Peut-être pourrait-on dire que le roman policier, qui est une forme moderne de l'amusement psychologique, est sur la pente du déclin, puisqu'il a touché au sommet de la mode. Mais un genre est toujours renouvelable. François Poncetton, quittant les sujets d'analyse pure, de critique et d'études romancées et scientifiques où il se plaisait, s'est donné le souci d'imaginer une action bâtie autour d'une suite de
beaux crimes. On devine qu'il a apporté dans cette entreprise l'ambition d'offrir une manière nouvelle de divertissement.
Il y a deux façons d'interpréter une aventure policière : l'américaine et la française. Le sou d'or est un roman construit à la française.
Sans dédaigner les conditions mathématiques et géométriques qui forment les données d'un problème criminel, l'auteur a voulu créer l'atmosphère d'un fait-divers scandaleux dans une petite ville de l'Île-de-France, et il a étudié les rebondissements d'un scénario qui d'abord satisfait, au plus épais des complications, les exigences de la crédibilité.
Il s'est ensuite attaché à animer des personnages qui s'imposent à la mémoire et illustrent la suite de drames affreux au titre de témoins, de juges, d'acteurs ou d'indifférents. Les aventures de Gilbert Irigaru, mêlé par scrupule d'amitié et d'amour à une instruction assez fabuleuse, celles de M. Joachim Dambar, juge libéral, celles de Mlle Hilda Tobler si blonde, vamp charmante, celles, centrales, de M. Theophraste Levert, clerc d'huissier à la manière d' «Olivode», et celles
enfin de tant d'autres, y compris M. Arsène Vorimbeau, victime d'un vol incroyable dont les conséquences mettent en alerte un calme chef-lieu de canton, la province et Paris aussi, forment une sorte de ronde infernale à la fois tragique et comique.

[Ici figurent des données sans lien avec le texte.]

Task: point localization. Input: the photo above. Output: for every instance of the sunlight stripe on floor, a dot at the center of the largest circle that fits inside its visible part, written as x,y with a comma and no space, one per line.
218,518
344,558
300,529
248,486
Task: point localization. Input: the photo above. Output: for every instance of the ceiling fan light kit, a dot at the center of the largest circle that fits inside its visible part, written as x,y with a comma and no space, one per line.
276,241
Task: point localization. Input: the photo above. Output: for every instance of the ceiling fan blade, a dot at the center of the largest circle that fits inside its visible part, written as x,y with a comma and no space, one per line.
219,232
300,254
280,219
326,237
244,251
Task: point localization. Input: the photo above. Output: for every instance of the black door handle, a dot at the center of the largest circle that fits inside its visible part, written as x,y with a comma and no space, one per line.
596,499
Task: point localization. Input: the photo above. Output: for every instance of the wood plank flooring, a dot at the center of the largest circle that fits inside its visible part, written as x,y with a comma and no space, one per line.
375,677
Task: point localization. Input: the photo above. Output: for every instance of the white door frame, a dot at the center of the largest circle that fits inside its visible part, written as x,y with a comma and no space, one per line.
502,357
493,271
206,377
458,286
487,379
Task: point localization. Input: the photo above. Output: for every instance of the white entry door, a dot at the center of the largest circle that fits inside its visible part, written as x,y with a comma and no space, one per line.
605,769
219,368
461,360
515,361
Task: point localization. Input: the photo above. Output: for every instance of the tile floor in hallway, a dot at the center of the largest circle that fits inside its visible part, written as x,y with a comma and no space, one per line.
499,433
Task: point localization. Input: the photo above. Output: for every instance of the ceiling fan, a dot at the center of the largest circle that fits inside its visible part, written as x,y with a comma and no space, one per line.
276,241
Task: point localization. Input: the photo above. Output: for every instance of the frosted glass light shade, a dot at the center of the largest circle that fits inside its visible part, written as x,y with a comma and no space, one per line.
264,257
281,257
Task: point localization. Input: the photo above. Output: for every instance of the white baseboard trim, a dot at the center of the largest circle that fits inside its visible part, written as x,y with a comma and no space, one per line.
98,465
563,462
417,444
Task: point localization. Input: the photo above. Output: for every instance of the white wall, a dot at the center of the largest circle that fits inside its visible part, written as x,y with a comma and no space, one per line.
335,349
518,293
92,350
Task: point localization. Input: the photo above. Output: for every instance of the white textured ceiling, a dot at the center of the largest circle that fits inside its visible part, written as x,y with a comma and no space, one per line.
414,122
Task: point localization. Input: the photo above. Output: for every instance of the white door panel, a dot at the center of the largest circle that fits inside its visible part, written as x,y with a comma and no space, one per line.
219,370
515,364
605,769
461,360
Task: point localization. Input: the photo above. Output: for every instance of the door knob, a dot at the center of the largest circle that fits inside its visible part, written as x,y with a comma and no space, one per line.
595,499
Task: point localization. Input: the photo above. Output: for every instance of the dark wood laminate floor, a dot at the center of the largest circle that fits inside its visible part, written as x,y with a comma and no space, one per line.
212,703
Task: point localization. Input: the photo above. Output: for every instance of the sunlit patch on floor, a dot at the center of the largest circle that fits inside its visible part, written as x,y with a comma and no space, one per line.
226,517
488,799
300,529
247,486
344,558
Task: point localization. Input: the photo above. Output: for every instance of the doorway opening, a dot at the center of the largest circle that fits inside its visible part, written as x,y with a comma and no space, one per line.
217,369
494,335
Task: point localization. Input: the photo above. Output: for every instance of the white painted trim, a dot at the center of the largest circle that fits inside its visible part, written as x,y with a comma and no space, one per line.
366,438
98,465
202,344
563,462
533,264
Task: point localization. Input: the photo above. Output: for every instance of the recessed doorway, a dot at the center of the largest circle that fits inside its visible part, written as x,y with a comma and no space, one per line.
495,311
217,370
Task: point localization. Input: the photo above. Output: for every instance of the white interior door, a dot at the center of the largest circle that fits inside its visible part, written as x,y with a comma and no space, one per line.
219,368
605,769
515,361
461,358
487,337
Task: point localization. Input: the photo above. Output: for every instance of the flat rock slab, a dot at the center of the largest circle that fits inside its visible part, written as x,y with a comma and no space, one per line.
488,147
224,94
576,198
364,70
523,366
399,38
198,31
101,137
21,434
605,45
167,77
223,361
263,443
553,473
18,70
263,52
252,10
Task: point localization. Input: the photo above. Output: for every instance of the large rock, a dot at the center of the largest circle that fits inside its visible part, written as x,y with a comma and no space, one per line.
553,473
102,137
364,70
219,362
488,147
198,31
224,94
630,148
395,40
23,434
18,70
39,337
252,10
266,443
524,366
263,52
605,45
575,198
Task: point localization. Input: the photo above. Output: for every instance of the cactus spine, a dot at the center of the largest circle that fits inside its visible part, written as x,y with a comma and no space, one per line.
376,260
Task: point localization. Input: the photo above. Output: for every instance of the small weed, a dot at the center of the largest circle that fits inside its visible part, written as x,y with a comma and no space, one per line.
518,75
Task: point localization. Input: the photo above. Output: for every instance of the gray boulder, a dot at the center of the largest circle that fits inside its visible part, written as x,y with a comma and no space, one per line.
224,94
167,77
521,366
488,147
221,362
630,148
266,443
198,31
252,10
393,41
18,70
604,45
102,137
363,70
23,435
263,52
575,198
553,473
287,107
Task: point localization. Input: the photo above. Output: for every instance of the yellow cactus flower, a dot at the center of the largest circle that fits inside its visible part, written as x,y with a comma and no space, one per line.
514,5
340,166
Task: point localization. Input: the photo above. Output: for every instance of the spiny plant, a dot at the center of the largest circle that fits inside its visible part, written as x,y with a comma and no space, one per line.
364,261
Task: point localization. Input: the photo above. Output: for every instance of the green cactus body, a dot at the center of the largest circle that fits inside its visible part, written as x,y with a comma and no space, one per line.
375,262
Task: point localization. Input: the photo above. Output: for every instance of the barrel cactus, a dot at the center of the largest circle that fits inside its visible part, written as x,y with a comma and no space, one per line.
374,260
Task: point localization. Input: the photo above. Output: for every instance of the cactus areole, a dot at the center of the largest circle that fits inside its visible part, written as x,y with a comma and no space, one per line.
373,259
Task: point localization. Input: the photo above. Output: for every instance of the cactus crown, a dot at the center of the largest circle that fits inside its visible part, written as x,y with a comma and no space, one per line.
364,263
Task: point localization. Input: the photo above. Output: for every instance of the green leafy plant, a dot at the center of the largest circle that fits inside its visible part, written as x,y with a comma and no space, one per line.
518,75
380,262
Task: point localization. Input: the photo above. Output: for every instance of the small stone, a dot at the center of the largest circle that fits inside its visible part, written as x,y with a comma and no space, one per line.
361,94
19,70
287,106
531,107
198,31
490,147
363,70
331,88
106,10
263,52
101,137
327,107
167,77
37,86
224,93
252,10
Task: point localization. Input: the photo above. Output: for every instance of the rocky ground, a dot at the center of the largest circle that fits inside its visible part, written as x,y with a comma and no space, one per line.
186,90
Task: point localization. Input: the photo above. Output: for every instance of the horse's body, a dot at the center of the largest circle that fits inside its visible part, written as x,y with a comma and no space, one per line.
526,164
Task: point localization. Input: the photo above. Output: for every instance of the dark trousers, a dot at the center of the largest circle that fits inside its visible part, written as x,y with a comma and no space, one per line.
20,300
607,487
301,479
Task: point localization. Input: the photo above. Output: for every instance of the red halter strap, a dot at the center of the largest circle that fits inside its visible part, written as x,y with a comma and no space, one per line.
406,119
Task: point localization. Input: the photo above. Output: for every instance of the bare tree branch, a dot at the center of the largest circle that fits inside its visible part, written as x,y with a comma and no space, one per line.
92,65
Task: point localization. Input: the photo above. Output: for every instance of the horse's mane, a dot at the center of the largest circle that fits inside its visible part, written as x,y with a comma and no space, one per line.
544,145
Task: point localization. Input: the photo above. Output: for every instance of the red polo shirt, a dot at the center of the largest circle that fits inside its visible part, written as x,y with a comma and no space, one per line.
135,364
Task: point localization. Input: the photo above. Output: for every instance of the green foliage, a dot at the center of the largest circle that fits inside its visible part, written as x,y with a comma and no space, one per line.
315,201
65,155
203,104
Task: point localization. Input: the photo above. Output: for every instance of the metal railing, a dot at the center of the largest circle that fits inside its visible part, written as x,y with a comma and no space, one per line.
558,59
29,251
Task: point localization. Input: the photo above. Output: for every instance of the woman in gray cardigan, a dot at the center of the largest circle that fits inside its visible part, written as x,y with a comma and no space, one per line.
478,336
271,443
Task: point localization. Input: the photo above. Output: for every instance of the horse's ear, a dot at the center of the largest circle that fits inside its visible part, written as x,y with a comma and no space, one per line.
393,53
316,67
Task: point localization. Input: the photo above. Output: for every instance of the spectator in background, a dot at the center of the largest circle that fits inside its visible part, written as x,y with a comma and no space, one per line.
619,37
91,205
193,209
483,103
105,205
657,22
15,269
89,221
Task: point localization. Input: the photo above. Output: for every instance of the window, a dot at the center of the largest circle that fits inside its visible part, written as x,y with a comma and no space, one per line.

Car François Poncetton, estimant enfin qu'une distraction intellectuelle doit emprunter toutes les couleurs, s'est abandonné à une fantaisie qui teinte tous les
personnages du Sou d'or d'une agréable ironie, les rend plus familiers, et leur donne ce caractère humain de l'incohérence, qui est l'authentique marque de l'humble réalité.